Something is wrong with your firewall setup. No ‘connections’ should be required and there should be nothing to time out. A SIP packet from any of your provider servers, or an RTP packet from anywhere, should be hard forwarded to the LAN address of the PBX. No outbound traffic should be needed.

With an IP authentication trunk set up and qualify (and of course registration) disabled, an incoming INVITE should reach the PBX. If not, your router/firewall settings are incorrect. This should be not difficult to track down.

For IP Auth trunks issue:
All the traffic is perfectly reaching the PBX (firewall doesn’t block anything from the providers; providers 100% whitelisted, QOS for voip#1, no dropped/rejected packets from providers), however Asterisk is declaring that the trunk is ‘unreachable’ therefore not accepting any packets or allowing the packets to be received until it deems that the trunk is ‘reachable’ once again.

If you have set Qualify Frequency to 0 (which disables qualify) and the trunk still shows unreachable, that’s a bug which you should report.

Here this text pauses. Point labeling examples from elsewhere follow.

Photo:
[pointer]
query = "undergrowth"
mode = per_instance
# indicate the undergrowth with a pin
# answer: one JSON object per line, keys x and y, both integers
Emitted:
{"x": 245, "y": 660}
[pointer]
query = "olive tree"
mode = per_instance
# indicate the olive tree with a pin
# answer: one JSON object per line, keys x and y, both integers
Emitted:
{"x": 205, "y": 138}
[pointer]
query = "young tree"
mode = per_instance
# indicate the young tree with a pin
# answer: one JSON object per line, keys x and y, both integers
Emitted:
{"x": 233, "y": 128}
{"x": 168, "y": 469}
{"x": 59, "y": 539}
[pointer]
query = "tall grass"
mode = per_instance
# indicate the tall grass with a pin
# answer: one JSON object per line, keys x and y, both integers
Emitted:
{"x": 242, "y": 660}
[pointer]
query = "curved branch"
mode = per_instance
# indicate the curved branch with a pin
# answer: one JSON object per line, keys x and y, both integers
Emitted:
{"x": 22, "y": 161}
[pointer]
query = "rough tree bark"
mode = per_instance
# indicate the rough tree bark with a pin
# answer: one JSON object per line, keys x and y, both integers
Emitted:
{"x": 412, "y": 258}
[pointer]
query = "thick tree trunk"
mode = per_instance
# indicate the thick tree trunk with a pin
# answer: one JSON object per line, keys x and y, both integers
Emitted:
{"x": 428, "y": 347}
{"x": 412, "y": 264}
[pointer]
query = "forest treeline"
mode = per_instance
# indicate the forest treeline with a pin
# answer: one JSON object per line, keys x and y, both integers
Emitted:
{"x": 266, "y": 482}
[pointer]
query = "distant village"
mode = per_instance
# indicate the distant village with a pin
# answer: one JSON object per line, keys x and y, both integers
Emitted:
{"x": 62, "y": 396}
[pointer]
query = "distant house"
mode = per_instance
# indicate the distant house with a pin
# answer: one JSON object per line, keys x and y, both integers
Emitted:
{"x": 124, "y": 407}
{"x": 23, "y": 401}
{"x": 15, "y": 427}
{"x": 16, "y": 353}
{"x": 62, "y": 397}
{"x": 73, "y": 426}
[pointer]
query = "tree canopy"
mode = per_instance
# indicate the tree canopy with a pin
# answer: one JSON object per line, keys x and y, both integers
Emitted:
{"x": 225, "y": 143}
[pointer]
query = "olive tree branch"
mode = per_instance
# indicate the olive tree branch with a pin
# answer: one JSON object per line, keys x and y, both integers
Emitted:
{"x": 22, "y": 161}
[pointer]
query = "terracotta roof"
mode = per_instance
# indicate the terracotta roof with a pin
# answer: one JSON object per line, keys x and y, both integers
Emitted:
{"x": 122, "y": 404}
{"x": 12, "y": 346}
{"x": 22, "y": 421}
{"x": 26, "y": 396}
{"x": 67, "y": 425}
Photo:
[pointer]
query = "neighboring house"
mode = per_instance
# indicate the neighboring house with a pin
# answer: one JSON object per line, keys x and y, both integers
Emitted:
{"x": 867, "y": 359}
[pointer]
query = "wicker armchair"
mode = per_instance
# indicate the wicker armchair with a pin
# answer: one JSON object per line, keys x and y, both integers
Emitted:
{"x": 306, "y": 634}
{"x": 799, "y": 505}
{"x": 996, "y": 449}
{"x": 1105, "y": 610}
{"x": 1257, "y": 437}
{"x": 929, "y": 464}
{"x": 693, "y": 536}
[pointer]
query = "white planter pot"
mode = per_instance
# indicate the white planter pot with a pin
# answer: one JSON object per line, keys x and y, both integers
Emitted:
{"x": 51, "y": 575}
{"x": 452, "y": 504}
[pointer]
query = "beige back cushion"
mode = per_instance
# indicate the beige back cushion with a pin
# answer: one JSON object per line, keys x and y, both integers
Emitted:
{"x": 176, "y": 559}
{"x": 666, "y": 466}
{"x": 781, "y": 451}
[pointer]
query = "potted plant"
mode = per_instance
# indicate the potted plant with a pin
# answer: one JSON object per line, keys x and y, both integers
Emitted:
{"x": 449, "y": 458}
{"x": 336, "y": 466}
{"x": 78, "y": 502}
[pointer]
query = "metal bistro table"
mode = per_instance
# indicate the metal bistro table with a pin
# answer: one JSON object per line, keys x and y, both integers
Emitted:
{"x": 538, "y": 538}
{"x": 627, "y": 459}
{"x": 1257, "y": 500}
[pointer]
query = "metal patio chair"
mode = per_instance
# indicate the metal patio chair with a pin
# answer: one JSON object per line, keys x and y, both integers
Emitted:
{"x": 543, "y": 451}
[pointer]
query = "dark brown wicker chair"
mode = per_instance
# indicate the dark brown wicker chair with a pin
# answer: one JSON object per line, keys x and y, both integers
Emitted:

If you have qualify enabled but the provider is always ignoring the OPTIONS packets, you need to disable it, since the trunk is not compatible.

If you have qualify enabled but a few responses are getting lost (resulting in unreachable), you should track down where the failure is occurring (provider, ISP, firewall, other networking gear, etc.)

It doesn’t work that way. Declaring it unreachable stops Asterisk from starting an outbound call. It shouldn’t affect inbound calls, and it certainly shouldn’t affect media. If those are affected the forward or reverse path really is broken.

1 Like

I haven’t tried setting the qualify freq to “0” so I will try that now, monitor for a while and report back with findings if it continues to become unreachable.